Student pharmacists at the College begin learning these skills almost immediately upon entering the Doctor of Pharmacy program. During their first professional year, they learn how to administer vaccines. Next, they study motivational interviewing, which teaches them how to help patients find their own internal motivation to adopt healthy practices. For example, if a patient is reluctant to get the shingles vaccine, asking the patient if they know anyone with the disease makes the conversation more personal than merely stating facts.

“Our students are interested in learning how to advocate for vaccines,” Took explained. “Operation Immunization is a student group that gives educational presentations on vaccines, such as speaking to retirement center residents about vaccines for pneumonia and shingles.”

Addressing misinformation is a key component to patient care as well.
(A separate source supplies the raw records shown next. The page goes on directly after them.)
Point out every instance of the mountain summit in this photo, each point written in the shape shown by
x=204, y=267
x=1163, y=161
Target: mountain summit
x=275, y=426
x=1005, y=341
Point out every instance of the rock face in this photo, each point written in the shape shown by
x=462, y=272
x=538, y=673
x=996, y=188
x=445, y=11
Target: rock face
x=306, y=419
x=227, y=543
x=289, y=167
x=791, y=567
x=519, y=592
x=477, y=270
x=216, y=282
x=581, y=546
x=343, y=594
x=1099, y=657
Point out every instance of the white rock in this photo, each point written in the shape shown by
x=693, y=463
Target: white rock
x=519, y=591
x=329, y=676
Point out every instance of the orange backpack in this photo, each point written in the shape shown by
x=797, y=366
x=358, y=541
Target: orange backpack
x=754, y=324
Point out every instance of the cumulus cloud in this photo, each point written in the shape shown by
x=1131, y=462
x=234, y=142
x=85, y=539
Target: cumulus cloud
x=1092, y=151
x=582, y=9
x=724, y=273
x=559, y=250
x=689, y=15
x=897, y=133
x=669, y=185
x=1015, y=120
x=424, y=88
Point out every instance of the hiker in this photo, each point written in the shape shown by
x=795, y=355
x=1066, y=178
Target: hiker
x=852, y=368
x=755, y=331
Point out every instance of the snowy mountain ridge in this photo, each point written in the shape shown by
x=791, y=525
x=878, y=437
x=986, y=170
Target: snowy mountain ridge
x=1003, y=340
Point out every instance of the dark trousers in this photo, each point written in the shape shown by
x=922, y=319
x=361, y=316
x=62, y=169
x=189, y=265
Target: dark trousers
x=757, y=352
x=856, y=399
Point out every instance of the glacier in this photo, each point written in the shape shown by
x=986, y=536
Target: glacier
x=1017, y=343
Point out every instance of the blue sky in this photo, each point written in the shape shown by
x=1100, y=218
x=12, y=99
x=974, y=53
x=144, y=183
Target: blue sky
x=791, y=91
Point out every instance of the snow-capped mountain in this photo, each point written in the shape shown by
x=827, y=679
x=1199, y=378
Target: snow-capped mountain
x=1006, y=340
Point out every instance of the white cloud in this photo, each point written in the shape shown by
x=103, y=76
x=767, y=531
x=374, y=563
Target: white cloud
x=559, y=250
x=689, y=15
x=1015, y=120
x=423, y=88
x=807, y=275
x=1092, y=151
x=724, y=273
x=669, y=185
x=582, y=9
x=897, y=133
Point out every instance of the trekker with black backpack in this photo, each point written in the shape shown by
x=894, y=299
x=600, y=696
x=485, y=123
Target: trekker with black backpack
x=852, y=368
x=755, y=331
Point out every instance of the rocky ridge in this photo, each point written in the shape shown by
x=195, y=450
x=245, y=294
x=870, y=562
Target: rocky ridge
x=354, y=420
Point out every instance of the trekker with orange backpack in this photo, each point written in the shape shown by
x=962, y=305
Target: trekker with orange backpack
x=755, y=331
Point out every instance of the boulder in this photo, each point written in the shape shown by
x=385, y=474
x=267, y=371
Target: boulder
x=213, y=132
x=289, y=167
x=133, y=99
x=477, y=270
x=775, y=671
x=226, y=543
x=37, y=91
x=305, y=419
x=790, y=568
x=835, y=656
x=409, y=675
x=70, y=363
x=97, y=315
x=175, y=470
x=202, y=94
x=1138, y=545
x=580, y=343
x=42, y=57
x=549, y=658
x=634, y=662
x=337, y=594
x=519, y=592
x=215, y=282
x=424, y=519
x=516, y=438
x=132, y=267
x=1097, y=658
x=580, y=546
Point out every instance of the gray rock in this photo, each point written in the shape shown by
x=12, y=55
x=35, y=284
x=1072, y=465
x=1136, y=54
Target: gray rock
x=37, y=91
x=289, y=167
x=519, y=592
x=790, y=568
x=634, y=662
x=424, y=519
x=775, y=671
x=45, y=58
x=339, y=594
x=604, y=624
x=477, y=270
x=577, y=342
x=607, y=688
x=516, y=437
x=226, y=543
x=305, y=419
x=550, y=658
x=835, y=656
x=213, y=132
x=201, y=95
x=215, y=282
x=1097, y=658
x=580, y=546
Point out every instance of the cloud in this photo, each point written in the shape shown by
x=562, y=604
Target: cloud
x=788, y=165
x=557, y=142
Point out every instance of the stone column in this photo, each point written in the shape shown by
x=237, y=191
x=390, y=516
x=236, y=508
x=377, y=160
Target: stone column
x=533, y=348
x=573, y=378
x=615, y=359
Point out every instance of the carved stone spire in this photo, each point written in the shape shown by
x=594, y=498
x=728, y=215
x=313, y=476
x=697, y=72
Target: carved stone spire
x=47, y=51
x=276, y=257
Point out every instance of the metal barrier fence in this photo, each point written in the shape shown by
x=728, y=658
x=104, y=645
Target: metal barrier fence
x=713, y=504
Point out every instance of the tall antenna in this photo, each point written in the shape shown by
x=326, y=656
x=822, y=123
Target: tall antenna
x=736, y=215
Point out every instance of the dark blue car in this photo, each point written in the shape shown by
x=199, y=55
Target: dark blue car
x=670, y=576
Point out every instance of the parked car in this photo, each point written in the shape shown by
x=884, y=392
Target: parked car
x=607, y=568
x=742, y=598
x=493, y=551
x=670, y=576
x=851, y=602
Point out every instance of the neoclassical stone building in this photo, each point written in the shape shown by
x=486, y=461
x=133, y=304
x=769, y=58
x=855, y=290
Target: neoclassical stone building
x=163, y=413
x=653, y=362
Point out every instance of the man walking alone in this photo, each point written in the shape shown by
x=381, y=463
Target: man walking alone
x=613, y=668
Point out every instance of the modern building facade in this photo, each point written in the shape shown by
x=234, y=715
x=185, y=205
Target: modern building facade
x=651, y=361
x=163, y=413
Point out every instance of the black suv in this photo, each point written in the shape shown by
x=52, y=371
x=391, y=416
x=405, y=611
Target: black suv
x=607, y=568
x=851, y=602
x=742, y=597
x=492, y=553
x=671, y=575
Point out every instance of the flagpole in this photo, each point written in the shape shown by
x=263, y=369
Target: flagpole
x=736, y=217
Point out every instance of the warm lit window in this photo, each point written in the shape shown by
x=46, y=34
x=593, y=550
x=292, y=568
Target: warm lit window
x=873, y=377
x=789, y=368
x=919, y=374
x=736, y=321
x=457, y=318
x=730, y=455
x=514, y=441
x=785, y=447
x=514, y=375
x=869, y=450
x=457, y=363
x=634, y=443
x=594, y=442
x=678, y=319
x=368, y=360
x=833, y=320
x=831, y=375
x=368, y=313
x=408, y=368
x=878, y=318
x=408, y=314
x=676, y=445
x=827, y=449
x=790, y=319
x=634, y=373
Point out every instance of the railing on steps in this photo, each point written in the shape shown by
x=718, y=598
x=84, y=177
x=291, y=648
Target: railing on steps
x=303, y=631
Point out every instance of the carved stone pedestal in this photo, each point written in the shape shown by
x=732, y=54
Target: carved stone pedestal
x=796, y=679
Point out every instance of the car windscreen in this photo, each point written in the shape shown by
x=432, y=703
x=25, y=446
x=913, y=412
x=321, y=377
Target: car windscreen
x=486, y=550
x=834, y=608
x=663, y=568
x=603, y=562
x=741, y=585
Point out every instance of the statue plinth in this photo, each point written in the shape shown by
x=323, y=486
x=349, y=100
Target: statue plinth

When a patient is reluctant to receive a vaccine, pharmacists have an opportunity to discover the cause of their reluctance and dispel the myths or fears they have.

“I’ve heard patients say that they don’t want the flu shot because it made them sick, or it didn’t work,” Took explained. “If they say they had an upset stomach, then I explain that the ‘stomach flu’ isn’t actually the flu. Or if they got the shot but came down with flu symptoms a few days later, I explain that it takes two weeks for the shot to be fully effective. Asking the right questions is key to dispelling these myths.”

In addition to dispelling myths, pharmacists are also key to providing information on updates or changes to vaccines. Patients may not realize that new vaccines are available or that recommendations have changed.

“Pharmacists are educators as well as health care providers,” Took said. “For example, we talk to patients more than 50 years old about the new shingles vaccine and explain how much better it is than the old one. While the old vaccine was about 50% effective, the new vaccine is more than 90% effective, and it’s a dead virus, so you can’t get shingles from it. Taking a few minutes to talk to a patient and understand them as an individual can keep them from getting a painful or deadly disease and protect the wider community.”